異世界の人間の犯罪を取り締まるに当たって、諸君の世界の常識で収まる身体能力では荷が重いだろうというのが我々の見解だった。


 しかし、諸君の人種は潜在的には多彩な能力を持っていることも調査でわかった。諸君の言葉で言うと超能力のようなものだ。


 我々の働きかけで、この能力を開花させることも可能だが、問題は能力を受け入れる素地だった。


 成人してしまうと能力の伸び率が悪いだけでなく、自分の潜在能力も、そもそもこの話自体も受け入れてくれず、下手をすると精神に異常をきたす。


 とはいえ、あまり幼くても判断力等に不安が出る。検討を重ねた結果、十代半ばくらいが妥当ではないかということになりーー」


「俺も受け入れてないけどな、その話... 」

 色白がぼそりと言ったが、じーさんはスルー。


「諸君の世界では中二という世代が一番異世界と世界平和に理解が深いという情報をもとに、日本中の中二のなかから潜在能力、人格、健康面を考慮し、諸君三人が適任であると選ばせてもらった次第じゃ。」


「なんかその中二の認識は間違ってるー!」



 思わず突っ込んだ俺、頭を押さえてため息をつく色白、そして、ぶぶっと吹き出すつり目。



「おもろいやないか。つまり俺らには秘められた潜在能力が!」


「本物の中二病かおい。

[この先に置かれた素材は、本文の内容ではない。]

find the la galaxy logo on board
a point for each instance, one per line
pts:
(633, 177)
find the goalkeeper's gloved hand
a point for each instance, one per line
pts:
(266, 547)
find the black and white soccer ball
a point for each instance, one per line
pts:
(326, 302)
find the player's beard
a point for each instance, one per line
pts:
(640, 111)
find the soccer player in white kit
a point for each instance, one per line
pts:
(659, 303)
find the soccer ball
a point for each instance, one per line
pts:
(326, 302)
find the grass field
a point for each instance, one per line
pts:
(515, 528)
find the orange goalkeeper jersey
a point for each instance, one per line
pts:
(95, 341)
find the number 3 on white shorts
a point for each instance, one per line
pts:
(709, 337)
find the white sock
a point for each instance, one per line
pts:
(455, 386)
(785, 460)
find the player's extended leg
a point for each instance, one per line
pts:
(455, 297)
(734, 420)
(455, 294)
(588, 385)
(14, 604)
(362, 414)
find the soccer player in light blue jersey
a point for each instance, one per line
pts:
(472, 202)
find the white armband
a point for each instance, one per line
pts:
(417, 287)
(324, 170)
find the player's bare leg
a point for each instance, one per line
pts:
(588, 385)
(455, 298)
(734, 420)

」

 色白が呆れる。




 しかし、超能力っぽいものを自分が使えるという話は、確かに俺もちょっと気になる。




「な、どんな能力なん?」




「うむ! ではまず若林勇くん。君の能力は物理干渉じゃ。」


「物理干渉... ?」


 勇と呼ばれたつり目は怪訝な顔。


「自分のエネルギーを、物理エネルギーに変換、放出したり、物体に力を加えたり、自分の運動能力の助長に使うことができる。わかりやすく言えば、衝撃波で攻撃したり、いわゆる念動力で物を動かしたりすることができる、戦闘向きの能力じゃ。」


「おおー、そう聞くとファンタジー色が出てくるわー。」


「じゃあ俺は?」


「志野原葵くんは、勇くんと同じく物理干渉と、もうひとつ生体干渉。生体干渉は、例えば傷を治したりできる、治癒能力などじゃな。」


「回復魔法は地味に大切だな。で、こいつは?」


 自分からは訊く気がなさそうな色白を指して俺が言う。


「神山翔くんは空間干渉。座標を認識して、空間転移をすることができる。また、空間を歪めることによって攻撃をそらしたり、分散させて弱めたりすることもできるだろう。防御向きじゃな。」


「空間転移て、瞬間移動とかそういうん? めっちゃ便利やん。えーなー。」


と、言うつり目改め勇が、いつの間にか何故か半透明だった。ついでに、何か電子音がする。え、何? 幽霊?




「何っ? もう起きる時間か! 早起きすぎやせんか?」


 慌てるじーさん。




「あー、俺朝は走りこまなあかんから。」


「くー! まだ説明を終えておらんのに! 仕方ない、また明晩続きをしよう。ちなみにこのことは他言無用だぞーー」


 じーさんが喋り終える前に、勇は「ほな」と口を動かして、しかし声ごと、消えてしまった。








 そしてそれと同時に、ふわりと視界が揺れて、俺はその真っ白な世界から離脱した。